Liliana, sua irmã mais nova, foi assassinada há 32 anos por um namorado possessivo e violento, incapaz de aceitar o término do relacionamento.
O homicídio, rotulado na época como "crime passional", permanece impune.
O profundo luto de Cristina e sua família, assim como o espírito livre e o desafio às convenções que caracterizaram sua irmã, são a contribuição de "El invencível Verano de Liliana", obra publicada no ano passado e aclamada por leitores e críticos.

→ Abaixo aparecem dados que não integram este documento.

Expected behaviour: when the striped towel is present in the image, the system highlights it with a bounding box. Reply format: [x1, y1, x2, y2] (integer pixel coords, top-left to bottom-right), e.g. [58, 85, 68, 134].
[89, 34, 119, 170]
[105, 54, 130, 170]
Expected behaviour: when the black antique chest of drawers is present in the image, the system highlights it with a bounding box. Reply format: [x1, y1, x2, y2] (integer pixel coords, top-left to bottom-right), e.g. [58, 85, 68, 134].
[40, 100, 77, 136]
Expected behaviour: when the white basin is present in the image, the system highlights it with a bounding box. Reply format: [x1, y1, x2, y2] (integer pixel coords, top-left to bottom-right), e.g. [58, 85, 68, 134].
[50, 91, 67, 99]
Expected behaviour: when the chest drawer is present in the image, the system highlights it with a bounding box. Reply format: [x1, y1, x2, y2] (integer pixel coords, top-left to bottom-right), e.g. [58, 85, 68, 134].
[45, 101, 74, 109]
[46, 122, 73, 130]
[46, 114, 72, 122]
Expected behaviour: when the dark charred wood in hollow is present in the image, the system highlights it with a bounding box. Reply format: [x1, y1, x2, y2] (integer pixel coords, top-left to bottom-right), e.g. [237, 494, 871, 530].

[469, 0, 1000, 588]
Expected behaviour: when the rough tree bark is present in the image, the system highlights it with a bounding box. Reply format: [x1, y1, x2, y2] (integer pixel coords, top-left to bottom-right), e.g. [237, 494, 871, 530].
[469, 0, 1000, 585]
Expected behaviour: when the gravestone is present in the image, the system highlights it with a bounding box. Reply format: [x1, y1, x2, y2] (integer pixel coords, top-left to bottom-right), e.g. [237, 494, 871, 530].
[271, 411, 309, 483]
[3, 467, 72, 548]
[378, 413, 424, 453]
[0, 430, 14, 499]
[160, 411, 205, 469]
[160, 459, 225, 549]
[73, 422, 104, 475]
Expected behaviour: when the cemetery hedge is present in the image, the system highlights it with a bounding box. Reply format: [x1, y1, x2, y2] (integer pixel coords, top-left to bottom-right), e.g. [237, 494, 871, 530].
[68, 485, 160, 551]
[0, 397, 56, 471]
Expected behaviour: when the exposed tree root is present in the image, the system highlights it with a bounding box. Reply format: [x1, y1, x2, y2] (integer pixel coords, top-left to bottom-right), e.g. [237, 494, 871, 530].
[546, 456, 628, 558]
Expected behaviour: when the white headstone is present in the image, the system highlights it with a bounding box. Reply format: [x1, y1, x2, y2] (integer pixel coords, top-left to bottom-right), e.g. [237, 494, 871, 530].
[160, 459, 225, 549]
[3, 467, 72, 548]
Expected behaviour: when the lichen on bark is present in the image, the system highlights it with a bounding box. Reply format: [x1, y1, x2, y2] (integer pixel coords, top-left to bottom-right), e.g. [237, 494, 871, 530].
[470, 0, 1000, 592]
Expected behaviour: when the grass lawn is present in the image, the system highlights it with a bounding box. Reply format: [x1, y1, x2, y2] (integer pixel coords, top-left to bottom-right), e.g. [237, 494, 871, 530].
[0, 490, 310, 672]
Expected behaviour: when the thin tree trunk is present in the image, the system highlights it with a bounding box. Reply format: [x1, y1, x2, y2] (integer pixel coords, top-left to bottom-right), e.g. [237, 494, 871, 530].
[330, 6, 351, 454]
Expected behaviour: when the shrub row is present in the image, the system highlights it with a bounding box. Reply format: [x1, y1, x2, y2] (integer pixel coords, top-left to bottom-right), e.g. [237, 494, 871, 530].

Misto de ensaio, investigação minuciosa e crônica de uma exaustiva busca por justiça, o livro também denuncia as dívidas do Estado mexicano com as vítimas de feminicídio.
O México comemora o Dia da Mulher em meio à crescente violência de gênero, com 1.006 feminicídios em 2021, ante 978 em 2020, e impunidade em mais de 90% dos crimes contra as mulheres, segundo dados oficiais.
Embora reconheça que a violência de gênero "ocorre com particular notoriedade" no México, a autora enfatiza que o problema é global.
"Nos Estados Unidos, onde moro há muito tempo, há muitos feminicídios que não são chamados de feminicídios simplesmente porque a palavra não é usada com tanta frequência quanto poderia ser", diz Rivera Garza, que é professora na Universidade de Houston, Texas, desde 2017.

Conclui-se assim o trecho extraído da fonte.